Lo que acababa de ocurrir era un milagro: habían sobrevivido a la lectura del Libro de la Creación.
Acodados en unos de los balcones de piedra del viejo palacio, Jana y Álex contemplaban distraídos las góndolas que iban y venían por el canal. La ciudad volvía a estar llena de turistas que formaban pequeños grupos sobre los muelles o compraban helados en el puesto de toldo rojo, justo delante del puente. Se oían murmullos de voces y risas con los que se mezclaba, de cuando en cuando, el tono de llamada de algún teléfono móvil o el ruido lejano y bronco del motor de un vaporreto. Aquí y allá se distinguían, cada pocos minutos, pequeños estallidos de color. La gente se entretenía jugando con su magia, utilizándola para impresionar a o divertir a los demás con ella.
Mirando a Jana de reojo, Álex se sacó un objeto del bolsillo derecho del pantalón y comenzó a juguetear con él, deslizándolo entre sus dedos.
Era un anillo. Un anillo de oro.
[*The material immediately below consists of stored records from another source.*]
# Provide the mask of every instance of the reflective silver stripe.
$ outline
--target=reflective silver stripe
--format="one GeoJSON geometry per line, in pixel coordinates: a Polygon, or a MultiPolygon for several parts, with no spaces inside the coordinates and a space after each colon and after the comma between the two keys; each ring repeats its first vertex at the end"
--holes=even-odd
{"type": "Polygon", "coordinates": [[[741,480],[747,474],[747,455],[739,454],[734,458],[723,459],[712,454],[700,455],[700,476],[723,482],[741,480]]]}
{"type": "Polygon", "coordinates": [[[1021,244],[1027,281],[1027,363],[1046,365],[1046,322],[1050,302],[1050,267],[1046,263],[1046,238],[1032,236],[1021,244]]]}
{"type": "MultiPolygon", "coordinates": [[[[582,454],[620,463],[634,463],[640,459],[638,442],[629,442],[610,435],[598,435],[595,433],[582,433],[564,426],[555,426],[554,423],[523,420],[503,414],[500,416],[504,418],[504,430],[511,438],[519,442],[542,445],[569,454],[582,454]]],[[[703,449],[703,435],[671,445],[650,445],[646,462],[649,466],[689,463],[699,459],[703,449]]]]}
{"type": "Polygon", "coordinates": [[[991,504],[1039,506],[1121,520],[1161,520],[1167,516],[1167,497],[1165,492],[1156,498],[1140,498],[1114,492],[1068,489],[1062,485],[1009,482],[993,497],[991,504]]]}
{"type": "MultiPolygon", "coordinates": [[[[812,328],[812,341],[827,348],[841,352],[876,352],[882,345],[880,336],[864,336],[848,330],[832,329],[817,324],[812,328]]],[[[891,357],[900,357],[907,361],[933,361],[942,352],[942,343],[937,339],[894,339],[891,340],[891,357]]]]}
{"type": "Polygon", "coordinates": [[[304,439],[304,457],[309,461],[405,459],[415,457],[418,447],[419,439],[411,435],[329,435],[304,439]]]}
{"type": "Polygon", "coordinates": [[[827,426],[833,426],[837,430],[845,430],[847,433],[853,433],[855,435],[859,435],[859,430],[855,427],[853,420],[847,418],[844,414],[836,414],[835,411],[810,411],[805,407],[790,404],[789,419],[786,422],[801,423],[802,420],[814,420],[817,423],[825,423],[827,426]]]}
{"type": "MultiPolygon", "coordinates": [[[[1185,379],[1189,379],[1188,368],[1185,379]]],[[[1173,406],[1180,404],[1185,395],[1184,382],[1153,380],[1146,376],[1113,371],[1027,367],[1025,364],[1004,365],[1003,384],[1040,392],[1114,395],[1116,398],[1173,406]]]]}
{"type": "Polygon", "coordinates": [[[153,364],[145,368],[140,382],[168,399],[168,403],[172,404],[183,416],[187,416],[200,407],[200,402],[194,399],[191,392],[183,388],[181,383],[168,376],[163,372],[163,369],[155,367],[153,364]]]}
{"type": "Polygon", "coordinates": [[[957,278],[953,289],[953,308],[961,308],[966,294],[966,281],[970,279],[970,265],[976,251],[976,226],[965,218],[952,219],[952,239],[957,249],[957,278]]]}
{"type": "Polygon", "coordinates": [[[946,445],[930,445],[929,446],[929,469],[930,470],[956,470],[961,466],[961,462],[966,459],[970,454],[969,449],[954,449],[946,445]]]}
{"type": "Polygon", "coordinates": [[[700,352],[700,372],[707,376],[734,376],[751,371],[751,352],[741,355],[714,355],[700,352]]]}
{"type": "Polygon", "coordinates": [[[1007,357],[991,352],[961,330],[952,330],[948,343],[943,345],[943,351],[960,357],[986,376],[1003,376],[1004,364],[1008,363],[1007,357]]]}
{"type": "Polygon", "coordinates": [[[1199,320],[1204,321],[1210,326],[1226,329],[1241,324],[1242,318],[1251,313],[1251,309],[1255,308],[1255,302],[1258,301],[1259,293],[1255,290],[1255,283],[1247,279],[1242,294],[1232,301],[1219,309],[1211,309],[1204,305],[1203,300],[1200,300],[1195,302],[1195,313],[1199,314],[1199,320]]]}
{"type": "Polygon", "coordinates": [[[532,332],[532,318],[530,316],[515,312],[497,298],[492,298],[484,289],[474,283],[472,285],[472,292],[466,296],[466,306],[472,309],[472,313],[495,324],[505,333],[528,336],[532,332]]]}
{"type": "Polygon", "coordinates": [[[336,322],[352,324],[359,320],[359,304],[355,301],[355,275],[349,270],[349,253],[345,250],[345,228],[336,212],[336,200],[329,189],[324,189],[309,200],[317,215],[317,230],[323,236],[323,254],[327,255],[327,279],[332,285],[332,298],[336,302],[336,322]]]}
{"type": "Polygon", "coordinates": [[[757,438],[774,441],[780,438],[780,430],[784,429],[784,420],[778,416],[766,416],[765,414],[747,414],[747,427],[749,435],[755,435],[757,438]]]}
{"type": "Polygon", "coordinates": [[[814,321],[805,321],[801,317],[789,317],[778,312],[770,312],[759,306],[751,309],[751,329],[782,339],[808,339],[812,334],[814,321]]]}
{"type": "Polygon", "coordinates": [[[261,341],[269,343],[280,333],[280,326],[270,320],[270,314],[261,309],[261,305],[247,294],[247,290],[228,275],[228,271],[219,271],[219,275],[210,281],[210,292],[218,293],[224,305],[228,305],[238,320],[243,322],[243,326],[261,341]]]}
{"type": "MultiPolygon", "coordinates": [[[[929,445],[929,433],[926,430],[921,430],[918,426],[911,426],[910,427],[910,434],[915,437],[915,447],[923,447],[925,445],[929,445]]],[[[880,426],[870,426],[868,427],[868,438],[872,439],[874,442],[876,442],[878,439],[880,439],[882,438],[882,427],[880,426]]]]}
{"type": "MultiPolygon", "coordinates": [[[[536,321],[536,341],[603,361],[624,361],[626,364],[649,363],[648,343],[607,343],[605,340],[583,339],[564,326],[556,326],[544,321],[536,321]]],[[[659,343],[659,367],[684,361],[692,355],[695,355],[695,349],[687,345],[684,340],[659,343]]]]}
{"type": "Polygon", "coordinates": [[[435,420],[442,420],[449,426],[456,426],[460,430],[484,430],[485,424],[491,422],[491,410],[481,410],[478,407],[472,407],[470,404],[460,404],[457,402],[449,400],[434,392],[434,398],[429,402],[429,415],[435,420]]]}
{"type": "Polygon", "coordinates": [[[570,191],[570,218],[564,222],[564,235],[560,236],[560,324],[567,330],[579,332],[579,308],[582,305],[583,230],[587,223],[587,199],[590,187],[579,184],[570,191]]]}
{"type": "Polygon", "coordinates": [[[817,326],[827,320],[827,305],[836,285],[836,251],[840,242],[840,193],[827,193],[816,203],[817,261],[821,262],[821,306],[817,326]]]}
Jana lo observó con el ceño levemente fruncido.
—¿Un anillo? —preguntó—. ¿Quién te lo ha dado?
—Lo he comprado —dijo Álex con la vista fija en la góndola guiada por un anciano con camiseta de rayas—. Para ti.
Jana tendió la mano hacia él, pero Álex retiró la suya.
—¿A qué juegas? —se enfadó Jana—. ¿No ibas a dármelo?
Álex cogió el anillo entre el dedo pulgar y el índice de su mano derecho y, poniéndolo ante su boca, sopló delicadamente en su interior. El anillo se transformó mágicamente en un pájaro; un petirrojo de suave plumaje que fue a refugiarse en las manos de Jana.
La muchacha se echó a reír.
—Esto me gusta más que un anillo —dijo, acariciando al pájaro con dos dedos de su mano izquierda—. Es un encanto…
—¿Prefieres un pájaro a un anillo? ¿Estás segura?
Jaja asintió, convencida.
—Puedo transformarlo en otra cosa, si lo prefieres. En una brújula, en un libro… Puedo darte lo que quieras.
—Lo sé. —Jana había dejado de sonreír—. Nos hemos vuelto muy poderosos. Demasiado, diría yo.
Jana dejó escapar al petirrojo, que huyó volando para refugiarse en la cornisa de la casa cercana. Álex suspiró teatralmente y, después de fingir que daba unos pases mágicos con una de sus manos sobre la otra, hizo aparecer otro anillo exactamente igual al primero.
—Qué manera de desperdiciar los regalos —dijo—. Creo que tendré que insistir…
Se interrumpió, al notar que Jana lo miraba con expresión seria.
—Quizá no deberíamos jugar con la magia —murmuró la muchacha—. Quizá deberíamos utilizarla para cosas más importantes. Piensa en todo lo que podríamos hacer: desenmascarar a los criminales, curar a los enfermos, encontrar personas desaparecidas.
—Sería estupendo —admitió Álex, contemplando con ojos soñadores un vaporreto que pasaba en ese instante bajo su balcón—. Pero no podemos hacerlo, Jana.
Ella ladeó la cabeza para mirarle.
—¿Por qué no? —preguntó—. Ayudaríamos a mucha gente. Les ayudaríamos a encontrar el rumbo, a no cometer errores…
—Como si fuésemos dioses.
Álex tomó una mano de Jana entre las suyas y la miró directamente a los ojos.
—No somos dioses, Jana. Nunca lo seremos. La gente tiene derecho a elegir por sí misma, aunque se equivoque. Pase lo que pase, no podemos jugar con la libertad de los demás. No sería justo.